Müller, en cambio, permanecía frío.
—¿Ese es su punto de vista? —inquirió solamente.
—Esa es la idea general que me he hecho. Eran días muy duros. Usted estaba bajo la presión de un montón de problemas muy graves. Lothar era demasiado orgulloso. Pudo suceder así. Los artículos de periódico, cuando se leen a diario y de uno en uno, significan cosas muy distintas que cuando se leen con perspectiva y todos seguidos. Una cosa son los hechos que se cuentan y otra la impresión que transmiten. Y esa es la mía, comisario.
Müller chasqueó al lengua.
—Bien. Gracias. ¿Le interesa conocer ahora mi punto de vista?
—Por supuesto.
—Comisario, disculpe a mi cuñada… —trató de mediar Gunther.
—No hay nada que disculpar —replicó Müller sin apartar la vista de los ojos de ella. Le fascinaban aquellos ojos de fiera tan cercanos a unos labios de niña.
—Dígame, por favor —invitó la mujer desechando las reconvenciones de su cuñado.
—A su marido, ciertamente, le molestaba mi deseo de husmear en sus asuntos, pero su marido era un hombre inteligente en extremo, un hombre solitario rodeado de necios y necesitado de desafíos intelectuales; por ello, me permito asegurarle que disfrutaba realmente de su trato conmigo. Disculpe la falta de modestia.
La mirada de Magda perdió algo de intensidad.
—Es posible que tenga razón. Continúe, por favor.
—Por otro lado, todos sabemos que el difunto señor Strahler no podía dormir a resultas de su accidente. Lo que usted no contempla, señora, es que en tales circunstancias no es descartable que tratase de descansar de algún modo y que esto lo condujera a consumir ciertas drogas que aliviaran su mal. Así pudo entrar en contacto con la gente de Arkmann.
—¡Lothar jamás fumó opio, ni se inyectó morfina! —exclamó irritada la joven.

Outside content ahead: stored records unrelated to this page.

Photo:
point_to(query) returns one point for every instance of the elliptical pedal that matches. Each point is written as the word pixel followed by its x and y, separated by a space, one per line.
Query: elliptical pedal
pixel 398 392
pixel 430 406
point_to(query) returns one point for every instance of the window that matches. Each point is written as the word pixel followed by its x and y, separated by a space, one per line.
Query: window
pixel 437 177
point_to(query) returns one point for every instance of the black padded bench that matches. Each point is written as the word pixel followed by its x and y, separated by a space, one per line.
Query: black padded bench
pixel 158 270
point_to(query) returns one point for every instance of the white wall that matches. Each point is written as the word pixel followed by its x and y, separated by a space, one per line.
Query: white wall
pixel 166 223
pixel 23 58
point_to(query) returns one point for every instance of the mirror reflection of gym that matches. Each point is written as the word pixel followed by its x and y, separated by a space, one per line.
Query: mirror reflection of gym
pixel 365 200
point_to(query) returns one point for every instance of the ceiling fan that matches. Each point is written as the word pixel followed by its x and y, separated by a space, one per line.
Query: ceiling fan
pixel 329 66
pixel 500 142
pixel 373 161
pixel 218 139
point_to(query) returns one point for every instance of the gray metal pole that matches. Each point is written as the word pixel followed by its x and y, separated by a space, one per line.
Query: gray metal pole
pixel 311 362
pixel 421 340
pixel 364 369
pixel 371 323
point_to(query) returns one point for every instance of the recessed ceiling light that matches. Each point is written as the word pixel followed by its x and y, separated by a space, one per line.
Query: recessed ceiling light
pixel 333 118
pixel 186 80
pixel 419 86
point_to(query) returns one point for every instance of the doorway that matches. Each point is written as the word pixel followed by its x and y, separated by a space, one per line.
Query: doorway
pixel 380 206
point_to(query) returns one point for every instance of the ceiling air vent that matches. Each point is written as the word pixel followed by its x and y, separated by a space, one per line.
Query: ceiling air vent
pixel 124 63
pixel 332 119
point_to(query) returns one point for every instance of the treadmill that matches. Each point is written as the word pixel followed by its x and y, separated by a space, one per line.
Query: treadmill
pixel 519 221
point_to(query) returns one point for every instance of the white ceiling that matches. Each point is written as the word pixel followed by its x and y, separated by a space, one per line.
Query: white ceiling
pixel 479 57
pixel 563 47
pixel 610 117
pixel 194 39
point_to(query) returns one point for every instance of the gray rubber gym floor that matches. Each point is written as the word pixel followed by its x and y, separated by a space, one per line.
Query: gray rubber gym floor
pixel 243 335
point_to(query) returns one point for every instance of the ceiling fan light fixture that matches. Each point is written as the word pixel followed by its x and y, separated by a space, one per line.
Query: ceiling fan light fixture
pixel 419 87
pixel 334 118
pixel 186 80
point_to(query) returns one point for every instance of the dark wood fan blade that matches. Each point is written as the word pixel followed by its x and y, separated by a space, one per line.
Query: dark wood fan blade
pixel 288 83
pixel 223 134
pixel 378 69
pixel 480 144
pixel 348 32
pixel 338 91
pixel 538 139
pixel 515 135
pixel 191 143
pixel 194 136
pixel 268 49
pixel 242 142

—Señora Strahler, las familias casi nunca llegan a sospecharlo siquiera, y un hombre que no puede dormir durante años recurre a lo que sea. A usted le resultará mucho más agradable pensar que al casarse se sintió liberado de su mal; lo comprendo muy bien, pero mi deber es ser objetivo: conoció a Arkmann y su banda porque eran sus proveedores. Cuando Arkmann fue detenido, se enteró de que el fiscal que llevaría su acusación era íntimo amigo de uno de sus clientes y le pidió que mediase. Algo salió mal y los mataron a ambos. Eso fue lo que averiguó Binder.
—No me imagino a mi hermano… —trató de oponerse Lothar.

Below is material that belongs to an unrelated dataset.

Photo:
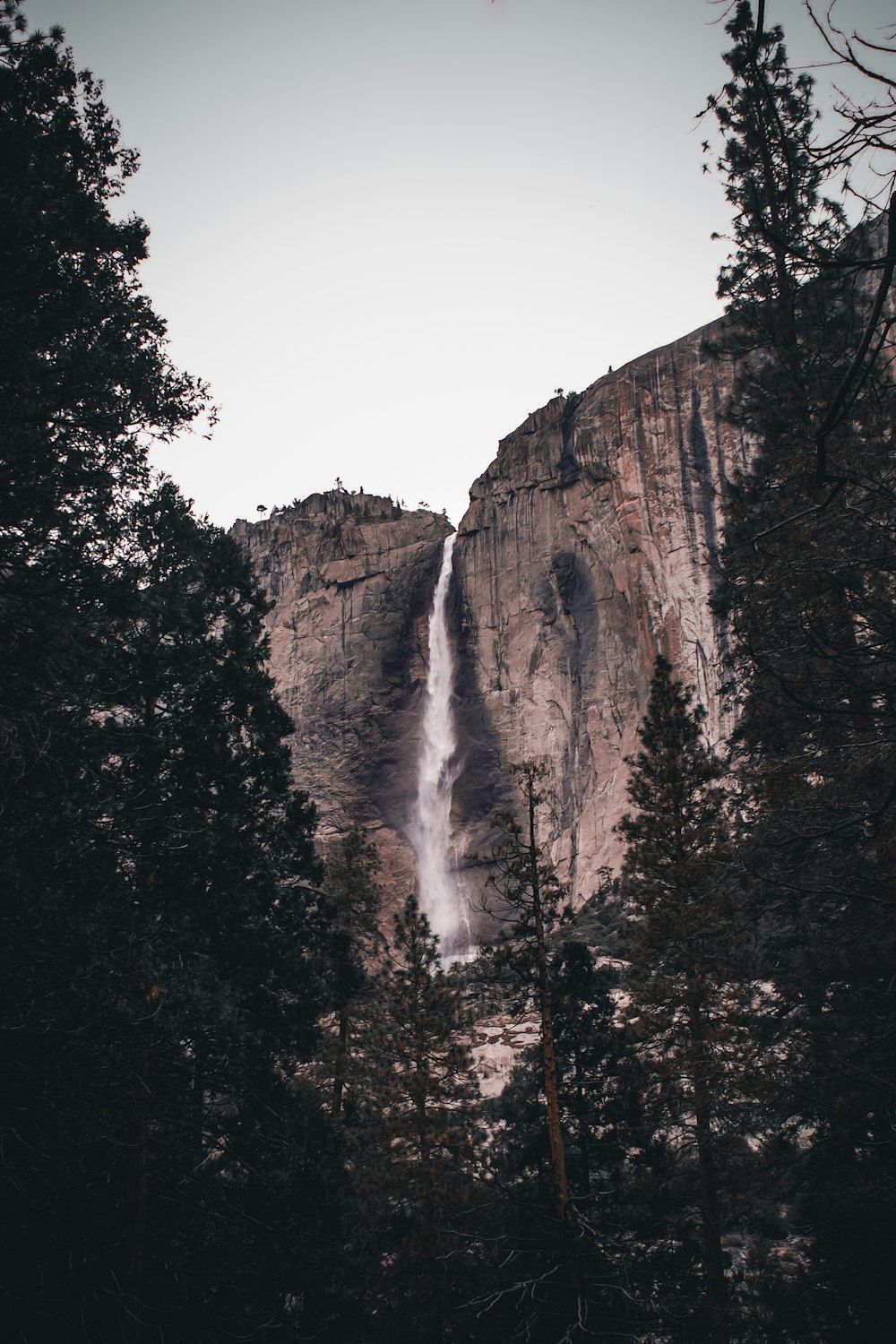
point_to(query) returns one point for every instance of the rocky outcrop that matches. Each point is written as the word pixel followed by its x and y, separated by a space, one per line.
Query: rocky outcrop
pixel 589 547
pixel 351 580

—Los familiares son los últimos que se enteran. Y más en un caso como el de su hermano, que disponía de dinero para pagar lo que consumía sin que ello afectara a su modo de vida —acotó Müller.
—Seguramente, tenga razón, comisario, pero no me lo termino de creer —confesó la mujer.
Müller trató de sonreír.
—La ayudaré a convencerse con dos razones más, si quiere.
—Por favor —pidió ella tratando de distenderse.
—Uno de los interesados en la muerte de su marido podría ser yo mismo, por supuesto, pero sólo en el caso de que su marido fuese culpable. ¿Cree usted que su marido mató a siete personas clavándoles un punzón en la garganta?
—No puedo creer eso. ¿Y la segunda razón?
Müller miró fijamente a la joven, abandonándose al deseo de extraviarse en sus ojos.
—¿Cree que yo hubiese disparado contra usted?
Magda enrojeció.
—¿Y por qué no? —respondió después de unos instantes de duda que le parecieron escandalosamente largos.
—Repase sus impresiones, señora Strahler, que seguramente le dirán más que los periódicos —repuso Müller antes de levantarse de su asiento para marcharse.